Multidisciplinary case management, which weaves many kinds of services together, can help patients navigate the often complicated and intimidating network of medical and social services [77]. Case management is a way of working with a woman in context, addressing the range of problems she faces rather than isolating a single issue, such as safe injecting or HIV prevention.

At the upper end of the spectrum are stand-alone facilities for women IDU, which are more often seen in upper-income countries (see, e.g., [77, 78]). These can include special facilities and programs for pregnant and parenting women with a history of substance abuse and separate inpatient drug treatment/rehabilitation facilities for women. One important service is short-term/transitional housing for homeless women and their children.
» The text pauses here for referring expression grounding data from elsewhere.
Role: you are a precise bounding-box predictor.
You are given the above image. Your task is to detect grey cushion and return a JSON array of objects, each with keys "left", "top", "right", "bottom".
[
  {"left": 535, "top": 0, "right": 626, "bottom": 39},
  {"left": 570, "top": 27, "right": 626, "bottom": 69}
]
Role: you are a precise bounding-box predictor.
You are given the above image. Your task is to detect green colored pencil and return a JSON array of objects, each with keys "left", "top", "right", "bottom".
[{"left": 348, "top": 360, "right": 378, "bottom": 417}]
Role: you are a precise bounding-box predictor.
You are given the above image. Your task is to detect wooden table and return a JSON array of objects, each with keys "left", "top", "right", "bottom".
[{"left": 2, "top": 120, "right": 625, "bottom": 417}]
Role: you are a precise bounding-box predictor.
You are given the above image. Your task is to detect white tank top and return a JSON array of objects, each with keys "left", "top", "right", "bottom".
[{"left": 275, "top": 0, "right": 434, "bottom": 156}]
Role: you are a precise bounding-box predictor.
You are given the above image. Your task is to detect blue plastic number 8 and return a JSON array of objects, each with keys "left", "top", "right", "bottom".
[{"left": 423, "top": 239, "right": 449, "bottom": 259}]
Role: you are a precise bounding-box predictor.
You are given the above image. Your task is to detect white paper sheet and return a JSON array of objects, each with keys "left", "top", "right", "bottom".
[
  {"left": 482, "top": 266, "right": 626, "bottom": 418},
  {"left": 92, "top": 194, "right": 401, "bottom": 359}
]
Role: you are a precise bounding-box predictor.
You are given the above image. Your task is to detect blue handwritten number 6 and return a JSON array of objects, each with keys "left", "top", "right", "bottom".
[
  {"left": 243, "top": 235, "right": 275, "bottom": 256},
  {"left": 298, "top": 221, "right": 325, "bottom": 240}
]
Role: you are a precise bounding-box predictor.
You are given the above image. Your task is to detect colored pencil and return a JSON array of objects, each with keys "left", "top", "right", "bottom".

In many countries, women’s shelters are closed to women with a history of drug use, or even to women with HIV. Programs in places like St. Petersburg have reported the positive results of short-term “crisis” housing for women IDU and their children [5].

The strict rules applied to OST programs are problematic for many patients, but may pose special difficulties for women with small children. A long trip to and from an OST clinic every day, with very limited hours, may be an insurmountable barrier for someone responsible for caring for a family (and, in many cases, working a job as well). Where possible, it is desirable to make OST available in multiple settings (e.g., from neighborhood pharmacies), to have flexible clinic hours, and to allow take-home doses when possible. Clinical protocols on OST should be established for maternity hospitals and similar settings in order to avoid treatment interruptions.
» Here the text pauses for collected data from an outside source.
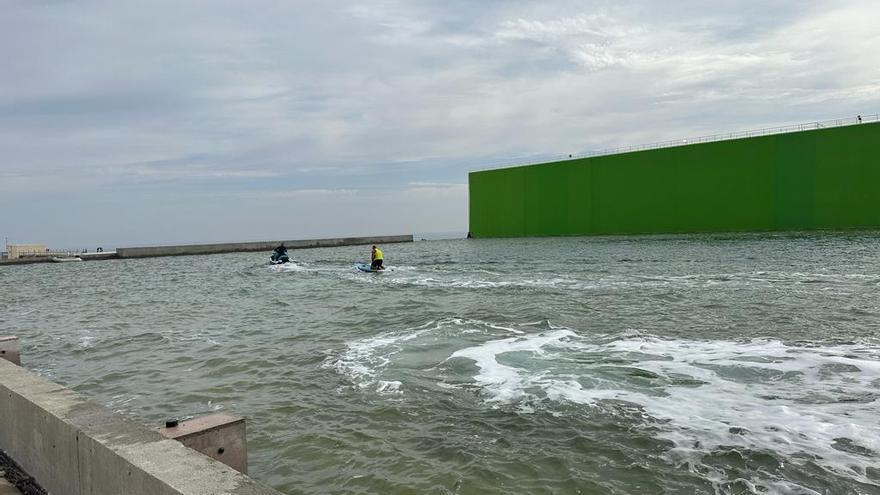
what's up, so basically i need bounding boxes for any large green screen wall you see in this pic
[469,123,880,237]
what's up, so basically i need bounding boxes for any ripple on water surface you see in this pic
[2,234,880,494]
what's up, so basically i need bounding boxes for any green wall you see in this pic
[469,122,880,237]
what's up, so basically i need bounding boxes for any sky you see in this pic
[1,0,878,248]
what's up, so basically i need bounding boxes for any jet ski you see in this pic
[355,263,386,272]
[270,247,290,264]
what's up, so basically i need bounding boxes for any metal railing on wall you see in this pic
[476,114,878,171]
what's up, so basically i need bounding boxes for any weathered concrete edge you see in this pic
[0,359,282,495]
[116,234,413,258]
[0,257,53,266]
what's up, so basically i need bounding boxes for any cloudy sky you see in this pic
[2,0,878,248]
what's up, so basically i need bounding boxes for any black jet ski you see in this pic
[270,245,290,264]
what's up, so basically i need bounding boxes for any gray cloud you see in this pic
[1,0,878,246]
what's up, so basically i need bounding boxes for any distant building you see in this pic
[6,244,49,260]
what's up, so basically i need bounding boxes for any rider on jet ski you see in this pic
[370,245,385,271]
[271,243,290,264]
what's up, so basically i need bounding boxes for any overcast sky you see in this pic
[2,0,878,248]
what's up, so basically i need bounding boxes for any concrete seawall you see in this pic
[0,235,413,265]
[0,359,283,495]
[0,257,53,266]
[116,234,413,258]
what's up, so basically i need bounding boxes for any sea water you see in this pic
[2,234,879,494]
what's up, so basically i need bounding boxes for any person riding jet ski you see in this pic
[270,243,290,264]
[370,245,385,271]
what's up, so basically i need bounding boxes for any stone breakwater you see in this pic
[1,234,413,265]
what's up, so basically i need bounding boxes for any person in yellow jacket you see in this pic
[371,245,385,271]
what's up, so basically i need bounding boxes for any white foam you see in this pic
[450,329,576,402]
[78,333,96,348]
[451,332,880,488]
[344,267,880,294]
[326,317,880,488]
[270,262,307,272]
[389,277,586,291]
[324,317,523,394]
[376,380,403,394]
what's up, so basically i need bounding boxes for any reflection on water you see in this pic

Women who use drugs should always be involved in the design and implementation of these programs, to ensure that programs are effective, appropriate, and respectful of human rights [79, 80].
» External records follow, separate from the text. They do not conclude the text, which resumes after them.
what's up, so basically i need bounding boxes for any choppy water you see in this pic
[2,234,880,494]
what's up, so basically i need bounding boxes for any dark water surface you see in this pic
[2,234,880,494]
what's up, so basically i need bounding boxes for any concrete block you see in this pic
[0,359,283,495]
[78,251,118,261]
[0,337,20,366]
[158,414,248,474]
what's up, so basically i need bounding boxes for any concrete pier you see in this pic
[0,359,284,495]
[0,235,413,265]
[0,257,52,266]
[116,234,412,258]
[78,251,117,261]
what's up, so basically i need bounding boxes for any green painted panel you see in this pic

Health service provision to people who use drugs, including drug-using women, is heavily affected by policy. Punitive policing practices, criminalization of possession of drugs and drug paraphernalia, and policies that restrict NSPs and OST have been shown to exacerbate drug-related risks and harms and drive people who inject drugs away from prevention and care services [8185]. For instance, policies penalizing drug use during pregnancy or while parenting discourage women from seeking needed care, including drug treatment [44, 45]. It is essential that accessible treatment services be supported by policies that encourage women to seek treatment, rather than threatening them with jail time. Because women who use drugs often have insufficient access to sexual and reproductive healthcare, it is important that governments provide low-cost, accessible, nonjudgmental sexual and reproductive health care for high-risk women, including women who use drugs. Overall, it is essential to recognize and challenge national and international laws, policies, and practices that create risky drug-using environments and contribute to drug-related harms, in order to ensure the maximum impact of effective interventions [86, 87].

3. Conclusion

There is a clear need for more systematic collection of data on women who inject drugs globally. However, evidence indicates that this group faces a heightened risk of HIV as well as other harms and special barriers in accessing health care. Existing research and the experience of providers implementing gender-sensitive harm reduction and drug treatment programs indicate the importance of a multidisciplinary approach that addresses HIV risk practices in the context of women’s relationships and social status. Sexual and reproductive health services, as well as the special needs of women with small children or with a history of IPV or other trauma, should be better incorporated into harm reduction and drug treatment services. Women prisoners often have unequal access to healthcare, and this discrimination should be remedied. Interventions should be developed to better respond to the specific needs of women who inject drugs, and governments should take these needs into account and formulate policy accordingly.

Note. This paper was adapted from “Developing effective harm reduction services for women who inject drugs,” a chapter in Harm Reduction International’s 2012 report “The Global State of Harm Reduction: Toward an integrated response.”